# Need USA NW-2 Manual



## lathroum (Jan 2, 2008)

Wasn't sure where to put this but...

Got an NW2 for Christmas from the wife...
Was bought from a member on here.. new in the box...

But alas... no instructions... so I'm not sure where to put all the little bits...

can anyone make me a pdf?

USA trains does not have their manuals online...

thanks

Philip


----------



## Greg Elmassian (Jan 3, 2008)

I do have one somewhere, email me if you strike out. I'm on vacation and scanner at home is sheet fed, not "book type", so can't do it for a week or so. 

Use the USAT site to figure where most of the parts go might help. 

Regards, Greg


----------



## Dan Pierce (Jan 2, 2008)

http://www.usatrains.com/r22000parts.html 

This is a side view and parts list that should help you for most of the parts.


----------



## lvmosher (Jan 2, 2008)

Phillip, 
I'll look around for the manual.


----------



## lathroum (Jan 2, 2008)

THANKS for looking... by the way the loco could not be in better shape...

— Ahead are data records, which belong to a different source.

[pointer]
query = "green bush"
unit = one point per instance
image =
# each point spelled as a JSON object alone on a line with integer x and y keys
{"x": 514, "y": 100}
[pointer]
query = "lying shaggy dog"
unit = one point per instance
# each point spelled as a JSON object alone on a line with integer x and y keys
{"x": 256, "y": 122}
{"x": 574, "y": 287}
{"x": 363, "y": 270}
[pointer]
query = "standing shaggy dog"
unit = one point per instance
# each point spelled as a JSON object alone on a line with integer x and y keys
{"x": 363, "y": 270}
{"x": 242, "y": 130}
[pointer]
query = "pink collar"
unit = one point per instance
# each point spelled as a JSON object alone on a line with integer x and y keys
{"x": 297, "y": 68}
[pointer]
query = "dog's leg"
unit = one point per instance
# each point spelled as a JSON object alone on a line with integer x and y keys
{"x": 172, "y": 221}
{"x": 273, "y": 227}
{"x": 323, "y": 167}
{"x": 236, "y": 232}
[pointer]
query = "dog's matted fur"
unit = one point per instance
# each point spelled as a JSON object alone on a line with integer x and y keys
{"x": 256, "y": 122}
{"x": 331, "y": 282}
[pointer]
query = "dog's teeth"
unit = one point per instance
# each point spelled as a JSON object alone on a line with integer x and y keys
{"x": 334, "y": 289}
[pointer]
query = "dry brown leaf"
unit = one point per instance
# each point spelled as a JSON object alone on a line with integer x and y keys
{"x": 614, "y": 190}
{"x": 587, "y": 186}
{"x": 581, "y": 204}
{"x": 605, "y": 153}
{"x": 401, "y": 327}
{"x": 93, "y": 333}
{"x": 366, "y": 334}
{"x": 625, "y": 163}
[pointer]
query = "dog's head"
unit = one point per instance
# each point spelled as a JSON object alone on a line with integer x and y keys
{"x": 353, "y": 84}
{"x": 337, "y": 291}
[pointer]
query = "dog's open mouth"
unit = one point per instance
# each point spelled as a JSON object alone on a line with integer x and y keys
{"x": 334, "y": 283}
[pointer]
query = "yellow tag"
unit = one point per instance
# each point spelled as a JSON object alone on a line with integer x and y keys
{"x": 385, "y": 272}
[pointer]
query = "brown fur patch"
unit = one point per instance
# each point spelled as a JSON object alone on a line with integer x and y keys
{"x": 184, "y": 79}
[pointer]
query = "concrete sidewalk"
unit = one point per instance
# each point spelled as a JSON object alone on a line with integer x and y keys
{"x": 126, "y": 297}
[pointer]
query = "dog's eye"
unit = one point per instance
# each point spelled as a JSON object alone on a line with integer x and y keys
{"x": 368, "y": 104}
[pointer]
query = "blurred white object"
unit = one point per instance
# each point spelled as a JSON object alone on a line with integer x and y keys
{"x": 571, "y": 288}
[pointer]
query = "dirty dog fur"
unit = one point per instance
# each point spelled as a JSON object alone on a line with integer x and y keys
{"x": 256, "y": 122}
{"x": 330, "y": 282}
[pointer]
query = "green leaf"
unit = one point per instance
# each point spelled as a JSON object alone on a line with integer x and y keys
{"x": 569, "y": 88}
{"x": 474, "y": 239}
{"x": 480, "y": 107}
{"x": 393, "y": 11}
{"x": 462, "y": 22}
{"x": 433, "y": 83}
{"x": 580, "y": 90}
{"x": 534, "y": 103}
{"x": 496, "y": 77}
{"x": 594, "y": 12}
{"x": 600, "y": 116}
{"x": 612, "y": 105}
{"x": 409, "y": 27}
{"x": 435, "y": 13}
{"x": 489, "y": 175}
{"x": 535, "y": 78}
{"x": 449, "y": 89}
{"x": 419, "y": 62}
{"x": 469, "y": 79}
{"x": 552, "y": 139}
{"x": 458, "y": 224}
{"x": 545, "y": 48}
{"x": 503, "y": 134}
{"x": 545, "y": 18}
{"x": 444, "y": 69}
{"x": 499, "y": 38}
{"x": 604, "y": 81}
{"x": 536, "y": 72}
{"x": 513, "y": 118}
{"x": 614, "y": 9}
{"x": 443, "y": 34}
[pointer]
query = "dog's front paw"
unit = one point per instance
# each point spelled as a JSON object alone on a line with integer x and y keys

but I'm like the kids... I want to play with the new toys...


Philip


----------



## aceinspp (Jan 2, 2008)

NW 2 is one of the easiest to install the hand rails and front foot steps. I also have the manual if you need it. Later RJD


----------



## Paul Norton (Jan 8, 2008)

Most USA Trains locomotives have a detailed drawing on the box. I have often used that to check the location of the grab rails and other detail parts.

 
Ignore that battery charging plug. There should be an air hose in its place.


----------